I then started the install of the new unit... by cutting a big fucking hole into the side of the supply duct. Again, I really really hate working with sheet metal, but I survived with minimal bloodshed.
Mounted the frame and ran the water supply and drain lines, which turned out to be pretty easy as I could use pre-existing drain lines and water supply lines with some minor routing.
Here's a pic of the humidifier without the cover:
Once that was done, then I could plumb in the sensors and controls.
The humidifier only runs when the fan is on and the humidity is below a set amount, so there are 2 sensors needed; an air pressure sensor, and the humistat.
The air pressure sensor is a thing mounted to the side of the duct that has 2 plastic hoses that run one to the supply (hot air coming out of the furnace) and the other on the return side (the air going into the furnace). When the fan is running, there's a measurable air pressure difference between the 2 sides and it closes the circuit, saying "fan is on, good to go from here".
The humistat is like a thermostat for electric base board heaters... but it works on moisture content in the air instead (humidity). There aren't any set values on the humistat (because it's cheap), so I used a green sharpie to just mark where the current (low, 28% as measured by my Nest thermostat), and then cranked it all the way up. You can hear it click when you turn the knob past where the current humidity is, which then says "humistat says good to go".
When both humistat and air pressure sensors are "good to go", it closes the circuit back to the main unit, and that triggers the humidifier fan and water solenoid (valve). This then trickles water down the filter-looking mesh/pad from the top, the fan then sucks room air into the unit and forces it through the water soaked filter, and then into the stream of hot air coming out of the furnace.
Ran it this morning and the Nest was reporting 42% humidity. It works!
Now the trick is to dial back the water supply to the unit so that you minimize the water being drained out of the moisture pad. Ideally you'd moisten it just enough that all the water goes into the air and there's not drainage. That'll take a few days to dial in, I'm sure.
So there ya go... that's how I spent 4 hours yesterday.
Fun times, and the cats now like us again.
The house is now at a respectable 42% humidity... quite happy with that.
What I'm not happy about is the fact that I knew fuck all about humidifiers and bought a non-recirculating one.
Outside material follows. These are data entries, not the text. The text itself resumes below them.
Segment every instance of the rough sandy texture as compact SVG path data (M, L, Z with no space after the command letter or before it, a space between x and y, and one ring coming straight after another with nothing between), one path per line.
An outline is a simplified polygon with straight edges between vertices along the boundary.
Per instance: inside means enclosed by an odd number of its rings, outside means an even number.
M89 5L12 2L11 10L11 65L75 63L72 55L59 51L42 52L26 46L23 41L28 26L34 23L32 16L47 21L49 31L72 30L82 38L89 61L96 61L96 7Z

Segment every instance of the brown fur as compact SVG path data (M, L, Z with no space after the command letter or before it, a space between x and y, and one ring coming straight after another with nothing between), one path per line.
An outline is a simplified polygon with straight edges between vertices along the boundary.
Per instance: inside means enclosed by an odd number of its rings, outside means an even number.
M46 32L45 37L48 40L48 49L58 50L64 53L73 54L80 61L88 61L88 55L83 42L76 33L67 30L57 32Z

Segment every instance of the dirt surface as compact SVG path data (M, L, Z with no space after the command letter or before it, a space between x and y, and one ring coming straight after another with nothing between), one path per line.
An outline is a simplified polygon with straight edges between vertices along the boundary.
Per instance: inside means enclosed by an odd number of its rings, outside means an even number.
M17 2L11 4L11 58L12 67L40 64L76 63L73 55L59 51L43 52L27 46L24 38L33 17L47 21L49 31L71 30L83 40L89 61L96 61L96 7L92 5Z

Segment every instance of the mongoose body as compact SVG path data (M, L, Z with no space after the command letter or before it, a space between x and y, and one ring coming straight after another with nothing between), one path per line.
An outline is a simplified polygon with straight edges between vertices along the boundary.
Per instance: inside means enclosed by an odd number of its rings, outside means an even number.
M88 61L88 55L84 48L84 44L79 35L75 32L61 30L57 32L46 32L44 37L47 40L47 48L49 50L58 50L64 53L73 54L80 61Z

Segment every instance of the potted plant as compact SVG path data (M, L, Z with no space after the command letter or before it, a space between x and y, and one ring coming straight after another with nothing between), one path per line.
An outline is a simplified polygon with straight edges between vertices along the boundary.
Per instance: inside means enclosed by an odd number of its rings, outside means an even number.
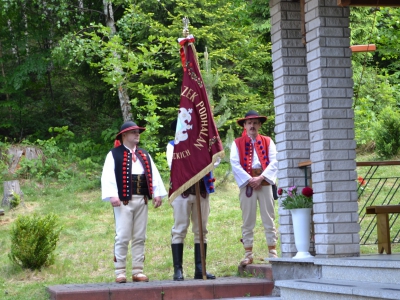
M296 186L292 186L287 190L278 189L280 197L286 196L281 201L281 206L284 209L288 209L292 214L294 241L297 249L297 254L293 257L294 259L313 257L309 252L313 194L312 188L308 186L302 189L301 194L298 194Z

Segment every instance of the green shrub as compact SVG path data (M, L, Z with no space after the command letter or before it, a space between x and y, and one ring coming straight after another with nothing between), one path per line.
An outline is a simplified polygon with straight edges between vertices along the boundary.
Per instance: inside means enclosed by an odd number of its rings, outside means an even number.
M21 195L12 191L12 197L10 199L10 208L16 208L21 203Z
M379 115L379 123L374 130L375 149L380 158L391 158L400 150L400 112L385 107Z
M11 261L22 268L41 269L54 263L61 227L55 214L19 216L11 228Z

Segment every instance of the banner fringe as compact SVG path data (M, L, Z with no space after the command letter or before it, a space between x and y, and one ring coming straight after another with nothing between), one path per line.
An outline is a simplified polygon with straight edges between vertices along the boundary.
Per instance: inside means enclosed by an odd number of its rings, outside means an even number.
M195 176L190 178L188 181L186 181L181 187L179 187L175 192L169 196L168 201L169 204L171 204L176 197L178 197L180 194L182 194L184 191L186 191L188 188L190 188L193 184L196 182L200 181L204 176L206 176L209 172L214 170L214 164L217 162L218 159L223 159L225 157L225 151L222 150L220 152L217 152L213 155L211 163L206 166L203 170L201 170L199 173L197 173Z

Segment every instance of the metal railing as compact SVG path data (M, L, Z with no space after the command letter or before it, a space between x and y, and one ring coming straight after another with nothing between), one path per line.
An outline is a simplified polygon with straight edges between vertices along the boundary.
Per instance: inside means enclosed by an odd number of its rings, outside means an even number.
M391 168L390 173L396 176L383 175L383 168ZM358 162L357 173L360 245L377 244L376 215L366 214L366 207L400 204L400 161ZM398 218L399 214L389 214L392 244L400 243Z
M298 167L304 170L305 186L311 186L311 161L304 161ZM392 174L387 176L387 169ZM360 245L378 243L376 215L366 214L366 207L373 205L400 204L400 161L357 162L358 215L360 224ZM398 175L398 176L397 176ZM389 214L391 242L400 243L399 214Z

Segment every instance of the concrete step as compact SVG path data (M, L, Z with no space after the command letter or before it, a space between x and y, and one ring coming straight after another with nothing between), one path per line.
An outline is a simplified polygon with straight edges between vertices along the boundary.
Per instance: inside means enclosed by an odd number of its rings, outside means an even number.
M52 300L200 300L254 299L270 296L273 288L273 281L265 278L219 277L215 280L66 284L49 286L47 290Z
M310 278L279 280L275 286L282 300L400 299L400 285L393 283Z
M385 256L385 260L382 260ZM363 255L332 259L315 259L324 279L354 280L376 283L399 283L400 254Z

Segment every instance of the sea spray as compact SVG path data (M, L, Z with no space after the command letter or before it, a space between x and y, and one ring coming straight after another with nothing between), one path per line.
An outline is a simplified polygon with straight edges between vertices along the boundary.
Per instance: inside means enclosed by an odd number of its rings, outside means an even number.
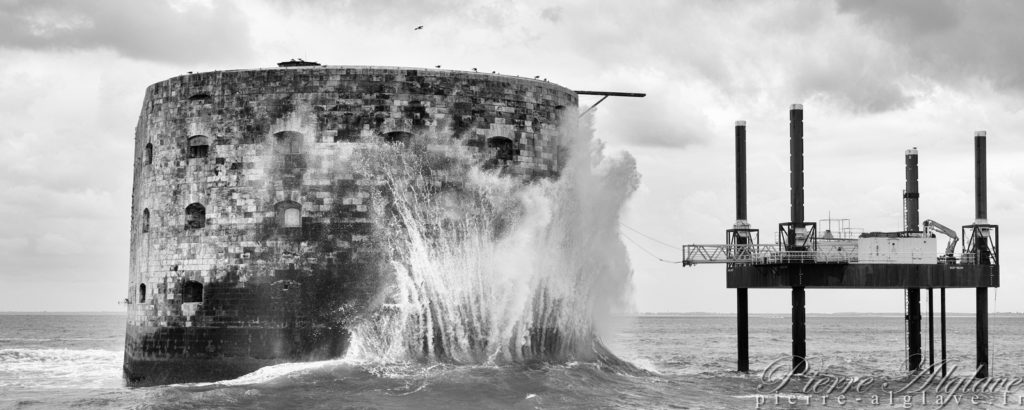
M585 125L565 127L563 164L531 177L458 139L368 145L375 242L389 259L350 357L506 363L605 356L605 320L629 304L618 217L639 177Z

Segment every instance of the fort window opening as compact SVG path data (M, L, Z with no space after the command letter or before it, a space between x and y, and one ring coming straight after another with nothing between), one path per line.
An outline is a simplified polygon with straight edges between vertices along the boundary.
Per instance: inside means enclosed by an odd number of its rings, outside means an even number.
M206 227L206 207L197 202L185 207L185 229L199 230Z
M409 144L413 139L413 134L406 131L391 131L384 134L384 141L389 144Z
M203 301L203 284L186 281L184 285L181 285L181 301L183 303Z
M194 135L188 138L188 158L206 158L210 154L210 138Z
M278 227L281 228L302 227L301 205L292 201L282 201L276 203L273 207L278 212Z
M512 139L504 136L492 136L487 138L487 148L495 153L496 160L512 161Z
M281 154L302 154L302 133L280 131L273 133L276 151Z

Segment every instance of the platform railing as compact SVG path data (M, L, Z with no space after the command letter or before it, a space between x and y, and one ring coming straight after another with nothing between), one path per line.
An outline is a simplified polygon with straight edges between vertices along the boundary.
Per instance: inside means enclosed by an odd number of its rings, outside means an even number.
M785 251L778 244L697 244L684 245L683 265L702 263L971 263L974 255L948 259L922 252L888 252L860 255L855 243L820 246L817 250Z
That means that there's a steady stream of water that is going down the drain when it runs, and it's running a fair bit.
I've now come up with a recirculating design for the system that I'll build out tonight, if I have time.
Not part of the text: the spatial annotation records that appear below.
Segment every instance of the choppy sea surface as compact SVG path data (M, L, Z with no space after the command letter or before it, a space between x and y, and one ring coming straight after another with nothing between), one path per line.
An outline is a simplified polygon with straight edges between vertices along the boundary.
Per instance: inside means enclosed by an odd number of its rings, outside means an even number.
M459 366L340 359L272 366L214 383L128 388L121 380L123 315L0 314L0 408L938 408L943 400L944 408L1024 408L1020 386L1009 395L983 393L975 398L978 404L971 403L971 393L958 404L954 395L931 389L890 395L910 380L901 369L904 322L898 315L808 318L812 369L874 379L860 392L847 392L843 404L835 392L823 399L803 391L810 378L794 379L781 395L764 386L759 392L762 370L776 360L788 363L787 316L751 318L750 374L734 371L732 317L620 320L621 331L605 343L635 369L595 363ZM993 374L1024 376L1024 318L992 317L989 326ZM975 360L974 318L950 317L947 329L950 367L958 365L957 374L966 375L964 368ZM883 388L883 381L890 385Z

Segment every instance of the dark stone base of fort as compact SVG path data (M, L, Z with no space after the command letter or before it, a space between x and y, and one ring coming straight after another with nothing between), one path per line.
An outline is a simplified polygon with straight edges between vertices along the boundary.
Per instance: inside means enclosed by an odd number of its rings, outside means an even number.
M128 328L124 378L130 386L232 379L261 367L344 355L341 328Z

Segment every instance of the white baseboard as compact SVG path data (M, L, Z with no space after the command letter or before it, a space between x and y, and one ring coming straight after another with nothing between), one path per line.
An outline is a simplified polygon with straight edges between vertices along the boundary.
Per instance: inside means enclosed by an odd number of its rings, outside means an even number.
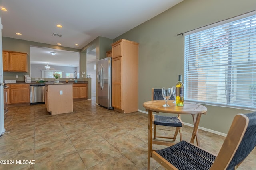
M144 113L147 114L148 114L148 112L145 111L143 111L141 110L138 110L138 111L139 111L139 112L141 112L141 113ZM192 124L188 123L185 123L185 122L183 122L183 123L184 123L184 125L186 125L186 126L190 126L190 127L194 127L194 125L192 125ZM214 131L213 130L210 129L209 129L205 128L204 127L201 127L200 126L198 127L198 129L199 129L202 130L203 131L206 131L207 132L210 132L210 133L215 133L216 134L218 135L221 135L221 136L224 136L224 137L226 137L227 136L227 134L226 134L225 133L222 133L221 132L218 132L217 131Z

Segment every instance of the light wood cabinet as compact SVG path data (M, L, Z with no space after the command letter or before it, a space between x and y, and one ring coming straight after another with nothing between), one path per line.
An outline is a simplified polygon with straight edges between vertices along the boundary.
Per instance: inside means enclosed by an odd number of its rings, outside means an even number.
M8 52L3 51L3 70L4 71L8 71L9 68Z
M48 111L49 105L48 104L48 86L44 87L44 104L46 107L46 109Z
M3 51L4 71L28 72L27 53Z
M73 98L88 98L87 83L73 84Z
M138 111L139 44L124 39L112 44L112 106L123 113Z
M11 84L10 88L10 104L29 103L29 84Z
M108 51L106 52L107 57L112 57L112 50Z
M72 84L48 84L45 103L51 115L73 112Z

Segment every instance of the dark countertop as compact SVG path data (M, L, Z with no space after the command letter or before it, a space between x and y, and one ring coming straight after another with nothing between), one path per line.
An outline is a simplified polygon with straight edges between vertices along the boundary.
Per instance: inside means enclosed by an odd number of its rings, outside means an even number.
M73 83L66 83L65 82L60 82L60 83L54 83L54 82L46 82L44 84L46 86L48 86L49 85L67 85L67 84L73 84Z
M69 81L68 82L66 83L65 81L60 81L60 83L63 83L63 84L79 84L79 83L88 83L88 82L87 81L78 81L77 83L75 83L73 81ZM46 82L45 83L38 83L35 81L32 81L31 83L26 83L24 81L17 81L16 83L5 83L6 84L54 84L54 81L48 81Z

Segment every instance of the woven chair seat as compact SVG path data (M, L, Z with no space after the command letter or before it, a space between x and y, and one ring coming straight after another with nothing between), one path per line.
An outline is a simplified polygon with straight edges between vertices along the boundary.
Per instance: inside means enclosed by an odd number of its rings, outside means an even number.
M179 170L209 170L216 157L184 141L156 151Z
M182 123L177 117L164 116L154 115L153 124L166 126L181 127Z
I now have a bucket, a bottling spigot (thanks Rush!), a relay, a small circulating pump, and a toilet plunger valve. (Gotta love Amazon).
I'm going to rig it up so that the bucket stays full of water from the supply line using the toilet plunger valve, and when the humidifier solenoid valve triggers open, I'll use that same signal to then fire the relay that will kick off the circulation pump submerged in the bucket of water, feeding the humidifier. The drain from the humidifier will then go to back to the bucket. The spigot will be a manual drain near the bottom of the bucket that will go to the floor drain in the furnace room when I want to change out the water. I've also got some hydrogen peroxide to keep the shit from growing in the recirculating water, if it gets too stagnant.
That's the plan, anyway... we'll see how it goes.
I'd also recommend something like this: https://www.iallergy.com/products/c...aQEmJ8YUIS3_ApJJ-5zvrQm9y1dPpvdkaAuCJEALw_wcB
I've used this in my humidifier for years and it works great.